In summary, the factors which account for contraceptive use among women of the reproductive age group, ie 15-49 years, who have been sexually assaulted, are significantly different from those which affect other women of the reproductive age group, thus suggesting that policies on reproductive health matters for the former group should be different from that of the latter group. Women of the reproductive age group, whose first sexual encounter was a sexual assault, are clearly held hostage by friends, family, relatives and close associates. Although the sexual violence psychologically scars its victims, the findings which emerged from this study highlight that they had significant reproductive health, in contrast to that of the non-raped females. Thus, the current research provides invaluable information upon which policies, initiatives and programmes can be fashioned, to address the present reproductive health realities of women who have been sexually assaulted in Jamaica.
Sexual violence against women, in particular, sexual assault during their first sexual initiation, means that sexual autonomy is no longer a choice for those individuals. As such, researchers in the Caribbean need to study the health-seeking behaviour, disease typology, mental health, quality of life, satisfaction with life, self-actualization, image of self and current promiscuity of those who were sexually assaulted during their first sexual encounter, in order to understand how policies can be integrated into public health programmes for these women. Finally, forced sexual initiation and coercion during childhood constitute a violation of a female’s sexual autonomy and reproductive health rights, as well as psychological innocence, which cannot be rectified merely by the prosecution of the perpetrators and immediate psychophysical trauma care, but also by introducing ongoing programmes throughout their entire lives.

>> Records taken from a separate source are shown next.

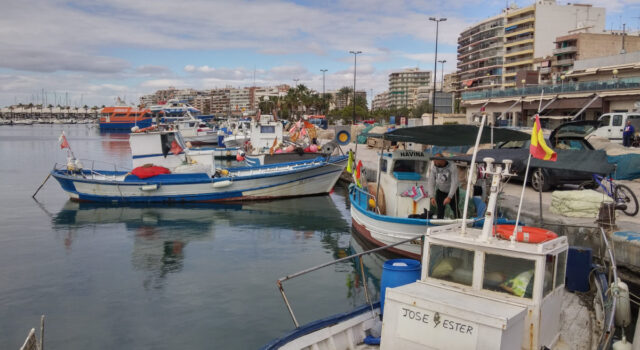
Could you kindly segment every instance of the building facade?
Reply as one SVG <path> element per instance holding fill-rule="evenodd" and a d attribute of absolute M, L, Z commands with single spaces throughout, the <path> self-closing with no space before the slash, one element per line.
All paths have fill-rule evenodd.
<path fill-rule="evenodd" d="M 576 30 L 601 33 L 604 28 L 604 8 L 559 5 L 555 0 L 537 0 L 524 8 L 512 5 L 460 34 L 458 89 L 516 87 L 519 71 L 537 71 L 539 67 L 550 74 L 551 66 L 540 58 L 554 53 L 557 37 Z"/>
<path fill-rule="evenodd" d="M 418 87 L 432 83 L 431 71 L 418 68 L 389 74 L 388 108 L 412 108 L 416 105 Z"/>

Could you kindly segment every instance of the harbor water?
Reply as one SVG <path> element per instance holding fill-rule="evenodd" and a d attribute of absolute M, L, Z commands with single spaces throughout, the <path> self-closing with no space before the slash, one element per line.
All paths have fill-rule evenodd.
<path fill-rule="evenodd" d="M 70 202 L 51 178 L 34 200 L 66 162 L 63 130 L 85 168 L 131 168 L 126 134 L 0 127 L 0 349 L 19 348 L 43 314 L 48 349 L 257 349 L 293 329 L 279 277 L 363 249 L 339 186 L 271 202 L 111 206 Z M 375 299 L 382 263 L 364 260 Z M 365 303 L 354 261 L 284 288 L 301 323 Z"/>

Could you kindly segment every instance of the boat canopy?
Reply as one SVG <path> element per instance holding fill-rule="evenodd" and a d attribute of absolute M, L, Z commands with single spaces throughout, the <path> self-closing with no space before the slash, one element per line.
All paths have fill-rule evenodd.
<path fill-rule="evenodd" d="M 607 161 L 607 153 L 603 150 L 556 150 L 558 160 L 550 162 L 531 158 L 531 168 L 549 168 L 559 170 L 584 171 L 595 174 L 607 175 L 615 170 L 615 165 Z M 524 172 L 529 157 L 529 149 L 486 149 L 478 151 L 478 159 L 491 157 L 498 163 L 505 159 L 513 161 L 512 169 L 519 173 Z M 443 158 L 444 159 L 444 158 Z M 470 155 L 454 156 L 448 160 L 471 162 Z"/>
<path fill-rule="evenodd" d="M 484 128 L 480 143 L 525 141 L 531 139 L 531 134 L 505 128 Z M 401 128 L 384 134 L 368 134 L 368 137 L 382 138 L 396 142 L 414 142 L 434 146 L 473 146 L 478 137 L 478 127 L 475 125 L 429 125 Z"/>

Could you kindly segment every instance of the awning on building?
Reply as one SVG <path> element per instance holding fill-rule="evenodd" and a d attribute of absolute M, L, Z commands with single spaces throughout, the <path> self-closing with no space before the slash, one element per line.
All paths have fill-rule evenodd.
<path fill-rule="evenodd" d="M 599 92 L 598 96 L 600 97 L 614 97 L 614 96 L 633 96 L 640 95 L 640 90 L 626 90 L 626 91 L 603 91 Z"/>

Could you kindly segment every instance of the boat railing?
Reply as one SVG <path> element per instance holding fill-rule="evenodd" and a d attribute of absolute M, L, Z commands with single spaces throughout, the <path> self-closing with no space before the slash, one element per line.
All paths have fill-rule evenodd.
<path fill-rule="evenodd" d="M 300 327 L 300 324 L 298 323 L 298 320 L 296 319 L 296 316 L 293 313 L 293 308 L 291 307 L 291 304 L 289 303 L 289 299 L 287 298 L 287 295 L 284 292 L 283 282 L 288 281 L 290 279 L 294 279 L 296 277 L 300 277 L 302 275 L 306 275 L 306 274 L 308 274 L 310 272 L 325 268 L 327 266 L 335 265 L 335 264 L 338 264 L 338 263 L 341 263 L 341 262 L 344 262 L 344 261 L 349 261 L 351 259 L 357 258 L 357 260 L 358 260 L 357 263 L 360 265 L 360 272 L 362 273 L 362 281 L 363 281 L 362 286 L 364 288 L 365 301 L 367 302 L 367 304 L 371 308 L 371 315 L 375 316 L 374 308 L 373 308 L 373 300 L 371 299 L 371 297 L 369 295 L 369 290 L 367 288 L 367 276 L 366 276 L 366 274 L 364 272 L 364 263 L 362 261 L 362 256 L 363 255 L 367 255 L 367 254 L 371 254 L 371 253 L 375 253 L 375 252 L 379 252 L 379 251 L 383 251 L 383 250 L 386 250 L 386 249 L 389 249 L 389 248 L 393 248 L 393 247 L 395 247 L 397 245 L 400 245 L 400 244 L 414 242 L 416 240 L 421 240 L 421 242 L 424 243 L 424 238 L 425 238 L 424 234 L 417 235 L 415 237 L 407 238 L 405 240 L 398 241 L 398 242 L 395 242 L 393 244 L 389 244 L 389 245 L 385 245 L 385 246 L 382 246 L 382 247 L 378 247 L 378 248 L 374 248 L 374 249 L 371 249 L 371 250 L 367 250 L 367 251 L 364 251 L 364 252 L 361 252 L 361 253 L 349 255 L 349 256 L 344 257 L 344 258 L 340 258 L 340 259 L 337 259 L 337 260 L 329 261 L 329 262 L 326 262 L 324 264 L 316 265 L 314 267 L 310 267 L 308 269 L 305 269 L 305 270 L 293 273 L 291 275 L 287 275 L 285 277 L 279 278 L 276 281 L 276 284 L 278 286 L 278 289 L 280 290 L 280 294 L 282 295 L 282 299 L 284 300 L 284 303 L 285 303 L 285 305 L 287 307 L 287 310 L 289 311 L 289 315 L 291 316 L 291 319 L 293 320 L 293 324 L 296 326 L 296 328 Z M 420 260 L 422 260 L 422 258 Z"/>
<path fill-rule="evenodd" d="M 609 244 L 609 240 L 607 239 L 607 234 L 605 233 L 604 229 L 601 227 L 600 228 L 600 235 L 602 236 L 602 240 L 604 242 L 605 245 L 605 249 L 606 249 L 606 254 L 608 255 L 609 259 L 609 264 L 610 267 L 608 269 L 608 289 L 606 291 L 607 294 L 609 294 L 609 298 L 612 299 L 611 303 L 604 303 L 603 302 L 603 311 L 604 311 L 604 315 L 605 315 L 605 322 L 604 322 L 604 331 L 602 332 L 602 336 L 600 337 L 600 341 L 598 342 L 598 349 L 608 349 L 611 341 L 613 340 L 613 335 L 615 332 L 615 310 L 616 310 L 616 304 L 617 304 L 617 300 L 619 297 L 619 290 L 618 290 L 618 270 L 616 267 L 616 259 L 613 255 L 613 249 L 611 248 L 611 245 Z M 606 258 L 603 257 L 603 261 L 606 263 Z M 603 300 L 604 301 L 604 300 Z M 607 310 L 609 308 L 609 310 Z"/>

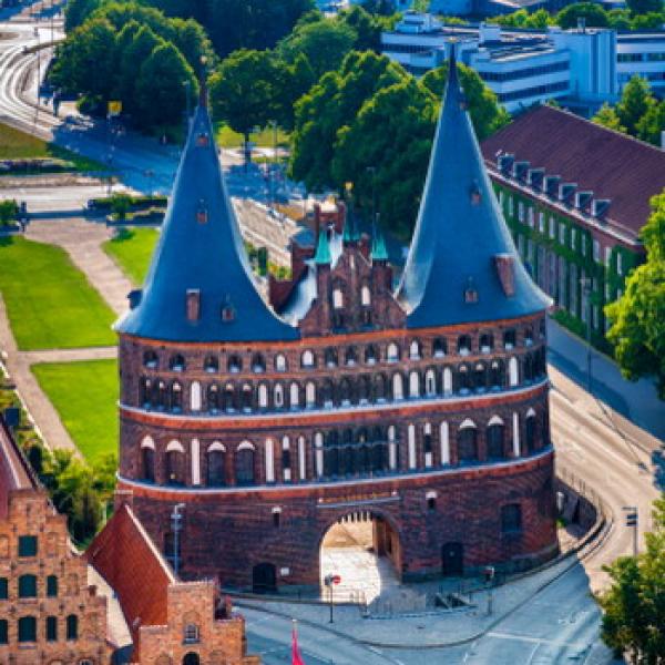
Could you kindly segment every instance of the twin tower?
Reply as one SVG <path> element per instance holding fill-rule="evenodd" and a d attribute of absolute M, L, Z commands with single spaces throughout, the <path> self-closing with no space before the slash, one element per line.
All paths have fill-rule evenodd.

The authors report no conflict of interest with this work.
The researchers would like to note that while this study used secondary data from the Reproductive Health Survey, none of the errors in this paper should be ascribed to the National Family Planning Board, but to the researchers.
The authors thank the Data Bank in Sir Arthur Lewis Institute of Social and Economic Studies, the University of the West Indies, Mona, Jamaica, for making the dataset (Jamaica Survey of Living Conditions, 2002) available for use in this study, and the National Family Planning Board for commissioning the survey.